Raytheon delivered the first B-52 active electronically scanned array radar (AESA) to Boeing for the US Air Force’s B-52 Radar Modernization Program. This first radar will be used for system integration, verification, and testing.
“Outfitting the B-52 with an AESA radar replaces its current 1960s radar technology,” says Michelle Styczynski, vice president of Agile Radar Solutions at Raytheon, in a company news release. “With an AESA radar on board, the B-52 will gain improved navigation and targeting capabilities in higher threat areas.”
The B-52’s new radar will enable improved mapping and detection range and increase the number of targets the platform can engage simultaneously. Along with improved modes and capabilities, the AESA radar will help crews see further, more accurately and have increased situational awareness.
“This new AESA radar will give the B-52 more capability than it has today and allow for the possibility to enhance access to growth capabilities in the future,” said Jennifer Wong, senior director, Boeing Bomber Programs. “A lot of amazing collaboration by our Boeing team, Raytheon and the Air Force made this possible.”
Under the contract, Raytheon is designing, developing, and producing the radar systems for the entire US Air Force B-52 fleet.
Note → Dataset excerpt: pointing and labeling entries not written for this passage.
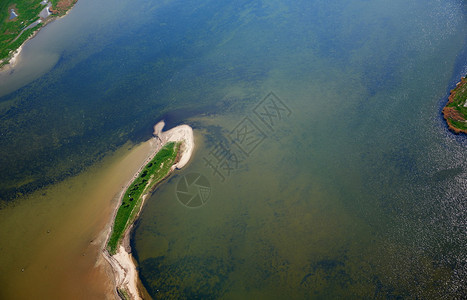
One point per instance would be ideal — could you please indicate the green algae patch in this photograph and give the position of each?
(145, 182)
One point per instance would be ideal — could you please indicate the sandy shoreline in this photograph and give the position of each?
(12, 61)
(122, 263)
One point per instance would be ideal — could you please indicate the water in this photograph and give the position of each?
(358, 192)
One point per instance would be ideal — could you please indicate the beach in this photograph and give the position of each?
(124, 271)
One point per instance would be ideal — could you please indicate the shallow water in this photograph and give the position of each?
(357, 190)
(52, 239)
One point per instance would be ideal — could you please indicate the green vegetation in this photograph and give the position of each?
(155, 171)
(455, 111)
(28, 12)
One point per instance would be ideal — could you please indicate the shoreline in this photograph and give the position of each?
(9, 62)
(449, 113)
(125, 275)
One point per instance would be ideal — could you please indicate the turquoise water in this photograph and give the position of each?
(356, 191)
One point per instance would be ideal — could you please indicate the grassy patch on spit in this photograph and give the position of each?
(455, 111)
(156, 170)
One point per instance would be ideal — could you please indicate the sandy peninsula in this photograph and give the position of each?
(122, 263)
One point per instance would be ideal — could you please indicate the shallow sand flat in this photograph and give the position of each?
(56, 234)
(125, 275)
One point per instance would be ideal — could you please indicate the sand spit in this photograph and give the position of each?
(122, 263)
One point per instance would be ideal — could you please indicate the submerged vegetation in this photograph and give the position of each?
(455, 111)
(155, 171)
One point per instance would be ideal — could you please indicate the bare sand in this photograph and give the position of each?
(122, 263)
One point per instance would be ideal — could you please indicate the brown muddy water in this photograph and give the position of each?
(52, 239)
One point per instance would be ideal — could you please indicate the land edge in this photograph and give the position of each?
(445, 110)
(8, 63)
(125, 275)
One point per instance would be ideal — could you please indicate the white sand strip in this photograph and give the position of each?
(124, 269)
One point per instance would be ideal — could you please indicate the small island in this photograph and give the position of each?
(455, 111)
(21, 19)
(172, 150)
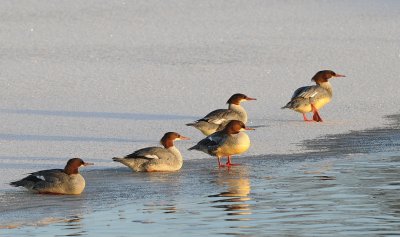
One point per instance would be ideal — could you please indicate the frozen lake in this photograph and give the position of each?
(98, 79)
(344, 190)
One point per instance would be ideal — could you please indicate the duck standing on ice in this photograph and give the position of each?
(150, 159)
(227, 142)
(311, 98)
(218, 119)
(56, 181)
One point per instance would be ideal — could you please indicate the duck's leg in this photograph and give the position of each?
(306, 119)
(316, 116)
(229, 162)
(219, 162)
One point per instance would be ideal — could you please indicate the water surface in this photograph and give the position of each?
(346, 185)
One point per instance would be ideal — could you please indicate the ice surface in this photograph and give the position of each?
(98, 79)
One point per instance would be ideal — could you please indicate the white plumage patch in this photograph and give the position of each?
(314, 94)
(40, 177)
(152, 156)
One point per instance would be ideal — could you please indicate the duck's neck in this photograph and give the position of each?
(240, 110)
(176, 152)
(328, 87)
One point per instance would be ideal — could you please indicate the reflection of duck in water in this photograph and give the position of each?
(237, 184)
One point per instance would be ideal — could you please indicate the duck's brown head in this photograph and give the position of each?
(324, 76)
(168, 139)
(74, 164)
(237, 98)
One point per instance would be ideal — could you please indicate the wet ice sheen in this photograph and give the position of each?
(333, 192)
(262, 197)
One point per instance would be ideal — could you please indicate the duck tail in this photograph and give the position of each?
(117, 159)
(196, 147)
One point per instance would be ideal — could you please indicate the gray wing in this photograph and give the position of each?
(49, 178)
(151, 153)
(220, 116)
(306, 92)
(212, 142)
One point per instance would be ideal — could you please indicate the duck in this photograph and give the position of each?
(218, 119)
(312, 98)
(56, 181)
(232, 140)
(152, 159)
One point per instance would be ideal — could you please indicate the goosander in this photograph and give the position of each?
(227, 142)
(149, 159)
(311, 98)
(56, 181)
(218, 119)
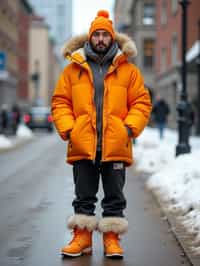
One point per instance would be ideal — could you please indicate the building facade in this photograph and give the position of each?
(9, 51)
(25, 15)
(169, 50)
(138, 20)
(58, 15)
(43, 64)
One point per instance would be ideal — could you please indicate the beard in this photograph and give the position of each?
(101, 47)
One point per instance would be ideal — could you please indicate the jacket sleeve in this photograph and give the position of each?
(61, 106)
(139, 104)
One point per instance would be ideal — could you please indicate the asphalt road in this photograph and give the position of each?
(35, 200)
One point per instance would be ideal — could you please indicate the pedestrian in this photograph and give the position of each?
(4, 118)
(99, 104)
(160, 114)
(16, 117)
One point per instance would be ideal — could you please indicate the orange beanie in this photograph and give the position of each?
(102, 22)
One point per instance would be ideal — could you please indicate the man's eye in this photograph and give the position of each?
(105, 34)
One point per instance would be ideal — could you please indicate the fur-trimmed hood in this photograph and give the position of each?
(126, 45)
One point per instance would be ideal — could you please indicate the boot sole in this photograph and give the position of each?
(86, 251)
(114, 256)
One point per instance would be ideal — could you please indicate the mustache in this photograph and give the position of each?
(101, 43)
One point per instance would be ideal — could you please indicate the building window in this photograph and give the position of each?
(149, 14)
(60, 10)
(174, 4)
(164, 12)
(174, 49)
(149, 53)
(163, 59)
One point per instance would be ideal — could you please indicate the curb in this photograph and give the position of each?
(178, 231)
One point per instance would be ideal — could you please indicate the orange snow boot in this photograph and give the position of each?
(112, 247)
(79, 245)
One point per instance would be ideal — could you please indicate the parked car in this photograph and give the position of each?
(39, 117)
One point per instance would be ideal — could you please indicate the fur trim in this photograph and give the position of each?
(126, 44)
(82, 221)
(113, 224)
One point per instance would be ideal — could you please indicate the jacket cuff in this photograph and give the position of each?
(129, 131)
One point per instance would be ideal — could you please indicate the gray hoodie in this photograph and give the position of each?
(99, 67)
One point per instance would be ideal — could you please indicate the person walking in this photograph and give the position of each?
(160, 113)
(99, 104)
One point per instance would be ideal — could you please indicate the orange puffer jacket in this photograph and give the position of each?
(125, 102)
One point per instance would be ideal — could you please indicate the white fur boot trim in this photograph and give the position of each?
(82, 221)
(117, 225)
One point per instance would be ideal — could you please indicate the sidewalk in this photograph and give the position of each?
(10, 142)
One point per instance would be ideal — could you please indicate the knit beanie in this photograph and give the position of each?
(102, 22)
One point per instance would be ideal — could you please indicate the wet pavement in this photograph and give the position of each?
(36, 191)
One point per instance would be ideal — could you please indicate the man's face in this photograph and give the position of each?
(101, 41)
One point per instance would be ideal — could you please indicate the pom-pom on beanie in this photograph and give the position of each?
(102, 22)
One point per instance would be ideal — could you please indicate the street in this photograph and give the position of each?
(35, 201)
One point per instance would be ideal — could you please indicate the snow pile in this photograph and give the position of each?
(174, 180)
(5, 142)
(24, 132)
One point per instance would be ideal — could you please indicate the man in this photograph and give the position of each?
(99, 105)
(160, 114)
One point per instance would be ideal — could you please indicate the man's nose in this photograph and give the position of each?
(100, 37)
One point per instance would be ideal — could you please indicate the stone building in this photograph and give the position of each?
(9, 71)
(169, 51)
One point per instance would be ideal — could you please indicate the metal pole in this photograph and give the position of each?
(198, 84)
(184, 108)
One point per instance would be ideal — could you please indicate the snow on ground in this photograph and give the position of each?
(5, 142)
(23, 133)
(174, 180)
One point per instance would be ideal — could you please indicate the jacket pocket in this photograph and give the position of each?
(80, 143)
(117, 141)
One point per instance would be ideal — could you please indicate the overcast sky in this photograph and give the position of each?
(84, 11)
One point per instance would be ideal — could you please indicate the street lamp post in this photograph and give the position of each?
(184, 108)
(198, 84)
(36, 80)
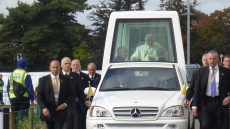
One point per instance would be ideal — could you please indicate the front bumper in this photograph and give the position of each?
(172, 123)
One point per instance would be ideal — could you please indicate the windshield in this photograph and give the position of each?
(146, 40)
(140, 79)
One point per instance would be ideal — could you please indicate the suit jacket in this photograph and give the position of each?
(46, 96)
(84, 78)
(78, 92)
(202, 82)
(191, 88)
(96, 80)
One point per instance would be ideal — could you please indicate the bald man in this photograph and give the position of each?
(55, 95)
(205, 59)
(79, 93)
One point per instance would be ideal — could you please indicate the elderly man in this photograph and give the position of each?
(55, 95)
(122, 53)
(146, 51)
(79, 94)
(226, 61)
(205, 59)
(211, 94)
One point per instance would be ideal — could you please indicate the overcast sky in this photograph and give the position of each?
(206, 6)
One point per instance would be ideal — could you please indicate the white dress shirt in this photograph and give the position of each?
(208, 91)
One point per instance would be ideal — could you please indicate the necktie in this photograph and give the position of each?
(213, 84)
(56, 90)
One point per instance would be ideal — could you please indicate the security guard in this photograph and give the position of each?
(20, 77)
(1, 89)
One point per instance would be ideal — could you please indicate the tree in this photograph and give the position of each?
(214, 35)
(100, 17)
(47, 30)
(11, 32)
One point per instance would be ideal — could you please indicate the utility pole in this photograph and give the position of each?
(188, 32)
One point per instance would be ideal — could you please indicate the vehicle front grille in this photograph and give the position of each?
(134, 126)
(135, 112)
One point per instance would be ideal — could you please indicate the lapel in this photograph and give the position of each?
(221, 74)
(61, 85)
(50, 85)
(205, 78)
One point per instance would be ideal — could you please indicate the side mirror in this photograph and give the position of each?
(86, 91)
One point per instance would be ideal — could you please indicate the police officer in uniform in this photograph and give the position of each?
(20, 77)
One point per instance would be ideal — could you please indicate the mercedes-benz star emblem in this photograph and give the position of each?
(135, 112)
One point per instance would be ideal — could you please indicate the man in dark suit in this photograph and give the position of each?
(79, 94)
(79, 118)
(211, 94)
(93, 76)
(54, 97)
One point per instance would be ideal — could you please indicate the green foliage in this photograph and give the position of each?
(41, 32)
(214, 35)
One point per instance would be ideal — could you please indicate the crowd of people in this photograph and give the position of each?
(63, 104)
(60, 94)
(209, 90)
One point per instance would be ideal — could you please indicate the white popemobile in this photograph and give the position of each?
(143, 73)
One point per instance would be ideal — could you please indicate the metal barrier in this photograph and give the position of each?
(26, 119)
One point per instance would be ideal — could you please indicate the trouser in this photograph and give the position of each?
(79, 119)
(59, 120)
(54, 124)
(69, 121)
(20, 108)
(214, 115)
(1, 96)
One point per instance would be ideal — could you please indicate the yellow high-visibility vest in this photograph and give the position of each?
(1, 87)
(19, 75)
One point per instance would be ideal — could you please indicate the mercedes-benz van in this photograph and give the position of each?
(142, 75)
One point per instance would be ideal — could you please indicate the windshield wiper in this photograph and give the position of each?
(149, 88)
(116, 88)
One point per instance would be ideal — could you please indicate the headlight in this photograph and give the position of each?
(99, 112)
(173, 111)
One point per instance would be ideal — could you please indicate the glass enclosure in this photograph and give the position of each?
(140, 79)
(148, 40)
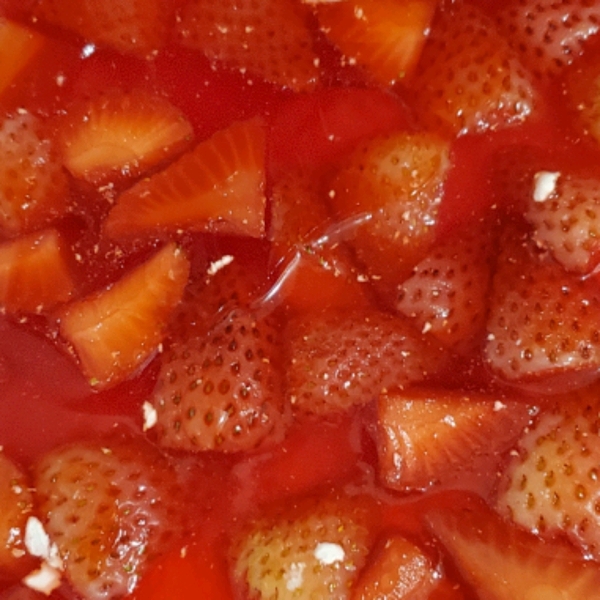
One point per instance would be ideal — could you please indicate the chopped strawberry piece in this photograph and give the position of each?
(384, 36)
(218, 186)
(122, 134)
(268, 38)
(34, 273)
(117, 330)
(469, 79)
(341, 358)
(33, 187)
(432, 437)
(505, 563)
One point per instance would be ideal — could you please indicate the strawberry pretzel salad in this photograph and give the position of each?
(300, 299)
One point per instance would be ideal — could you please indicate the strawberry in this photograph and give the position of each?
(122, 133)
(447, 293)
(432, 437)
(384, 36)
(548, 35)
(34, 273)
(469, 79)
(137, 27)
(110, 507)
(116, 331)
(218, 186)
(309, 548)
(33, 187)
(222, 391)
(388, 193)
(267, 38)
(502, 562)
(551, 483)
(544, 324)
(341, 358)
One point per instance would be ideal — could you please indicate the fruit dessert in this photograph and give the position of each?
(299, 299)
The advanced radar upgrade will ensure the aircraft remains relevant and mission ready through its lifetime.
Production of the radars is taking place in Forest, Mississippi and El Segundo, California. The remaining test-phase radars are expected to be delivered through the summer of 2024.
The new B-52 radar is based on AESA technologies developed from RTX’s pioneering AN/APG-79 radar.
As the USAF migrates toward the two-bomber fleet of B-21s and B-52s the new AESA radar, in the form of the APG-79B4, is a “game changer” for the BUFF. The APG-79 is effectively the same radar as on the export version of the Navy F/A-18 fighter, with the array turned “upside down” so it looks more down at the ground than up at the sky.
The APG-79 will be a fighter-quality radar and will be used not only to support air-to-ground operations but will also be better able to operate with other coalition partners because the bomber will be able to use the same sensor format. It will be able to scan farther, guide weapons in flight, and improve the bomber’s situational awareness.
Flight testing with the new radar will start in late 2025, and the first production versions should be built around the same time. They’ll be installed in early 2027 and initial operational capability (IOC) with the radar will consist of 12 aircraft as the required assets available for the declaration.
As we have already reported, according to the US Air Force’s fiscal 2024 budget documents, once they receive their new Rolls Royce F130 engines and AESA radars, B-52Hs will become B-52Js.
The USAF expects B-52Js with both new engines and new radars to be available for operational use before the end of the decade.